Through Spencer’s initial J-Term course studying tropical forests, he was able to form the relationship between Augustana and Bio-Itzá, which manages a large tropical forest reserve in northern Guatemala. Over the years, more than 100 Augustana students and six professors have spent time with Bio-Itzá, studying forest ecology and sustainability. The AU community has lived with host families in the small community of San José, and worked on a number of service projects in the forest, as well as in the community.
The impact the forest and reserve have had on students and the world is why Augustana, with the support of anonymous donors, chose to donate $10,000 to the Bio-Itzá Association as a way to offset Augustana’s carbon footprint this past January. The funds provided will be used to protect and enhance the Bio-Itzá Forest Reserve in various ways, such as planting trees, hiring additional forest rangers to protect the forest, clearing fire breaks and possibly securing additional land that is threatened by deforestation.

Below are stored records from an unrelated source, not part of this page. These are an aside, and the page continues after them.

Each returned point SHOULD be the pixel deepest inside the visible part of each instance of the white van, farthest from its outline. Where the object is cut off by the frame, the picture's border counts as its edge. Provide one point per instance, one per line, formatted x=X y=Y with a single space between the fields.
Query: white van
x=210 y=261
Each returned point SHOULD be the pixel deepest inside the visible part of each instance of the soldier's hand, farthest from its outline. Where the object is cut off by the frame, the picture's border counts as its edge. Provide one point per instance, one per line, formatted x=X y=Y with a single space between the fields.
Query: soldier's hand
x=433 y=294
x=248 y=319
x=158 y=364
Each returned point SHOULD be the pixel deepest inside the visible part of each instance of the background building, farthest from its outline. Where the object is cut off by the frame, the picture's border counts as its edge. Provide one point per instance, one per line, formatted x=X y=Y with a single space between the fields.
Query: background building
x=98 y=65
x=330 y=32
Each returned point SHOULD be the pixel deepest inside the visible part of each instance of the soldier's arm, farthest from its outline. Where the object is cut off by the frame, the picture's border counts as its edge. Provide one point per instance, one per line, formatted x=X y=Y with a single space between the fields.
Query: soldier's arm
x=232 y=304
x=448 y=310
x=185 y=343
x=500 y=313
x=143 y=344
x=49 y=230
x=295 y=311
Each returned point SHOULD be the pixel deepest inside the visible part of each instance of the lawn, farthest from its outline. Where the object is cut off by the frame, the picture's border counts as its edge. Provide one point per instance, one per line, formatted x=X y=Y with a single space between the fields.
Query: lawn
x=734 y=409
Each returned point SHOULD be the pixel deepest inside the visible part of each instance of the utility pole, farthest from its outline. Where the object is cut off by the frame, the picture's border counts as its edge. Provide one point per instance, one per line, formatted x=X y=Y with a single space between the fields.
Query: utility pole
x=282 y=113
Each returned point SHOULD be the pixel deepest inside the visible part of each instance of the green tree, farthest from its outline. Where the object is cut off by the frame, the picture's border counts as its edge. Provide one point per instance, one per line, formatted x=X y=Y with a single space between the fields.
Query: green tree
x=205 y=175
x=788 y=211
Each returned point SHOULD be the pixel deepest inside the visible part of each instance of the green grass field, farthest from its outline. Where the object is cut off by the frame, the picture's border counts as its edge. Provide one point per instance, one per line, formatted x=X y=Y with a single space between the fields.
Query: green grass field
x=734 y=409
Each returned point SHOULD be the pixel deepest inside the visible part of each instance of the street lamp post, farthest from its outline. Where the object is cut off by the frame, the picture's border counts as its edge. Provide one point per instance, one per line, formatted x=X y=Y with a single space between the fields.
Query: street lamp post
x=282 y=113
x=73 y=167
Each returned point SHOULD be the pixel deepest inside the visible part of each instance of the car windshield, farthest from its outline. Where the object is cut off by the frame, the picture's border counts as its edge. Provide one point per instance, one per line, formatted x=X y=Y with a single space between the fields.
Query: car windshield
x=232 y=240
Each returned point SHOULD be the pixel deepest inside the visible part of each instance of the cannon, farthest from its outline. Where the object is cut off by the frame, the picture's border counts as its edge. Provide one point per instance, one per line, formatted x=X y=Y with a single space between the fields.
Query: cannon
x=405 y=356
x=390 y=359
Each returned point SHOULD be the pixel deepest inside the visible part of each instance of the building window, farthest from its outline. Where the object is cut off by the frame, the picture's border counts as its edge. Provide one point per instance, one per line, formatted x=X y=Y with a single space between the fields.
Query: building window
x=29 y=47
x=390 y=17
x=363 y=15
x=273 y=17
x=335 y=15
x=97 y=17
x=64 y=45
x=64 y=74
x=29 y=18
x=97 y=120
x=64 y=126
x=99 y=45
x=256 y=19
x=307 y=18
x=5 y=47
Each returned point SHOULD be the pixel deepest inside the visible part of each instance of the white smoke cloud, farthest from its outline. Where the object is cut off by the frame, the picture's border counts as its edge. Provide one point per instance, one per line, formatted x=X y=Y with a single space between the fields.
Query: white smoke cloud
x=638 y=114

“These folks (at Bio-Itzá) that do this are my heroes,” Spencer explained. “In some cases, they’re putting their lives on the line to protect the forest, so if we can help them fight the good fight, I can’t think of a better investment really.”
The IPO is in the midst of trying to figure out whether offsetting carbon emissions for study-away travel is something Augustana can continue to try to fund in the future.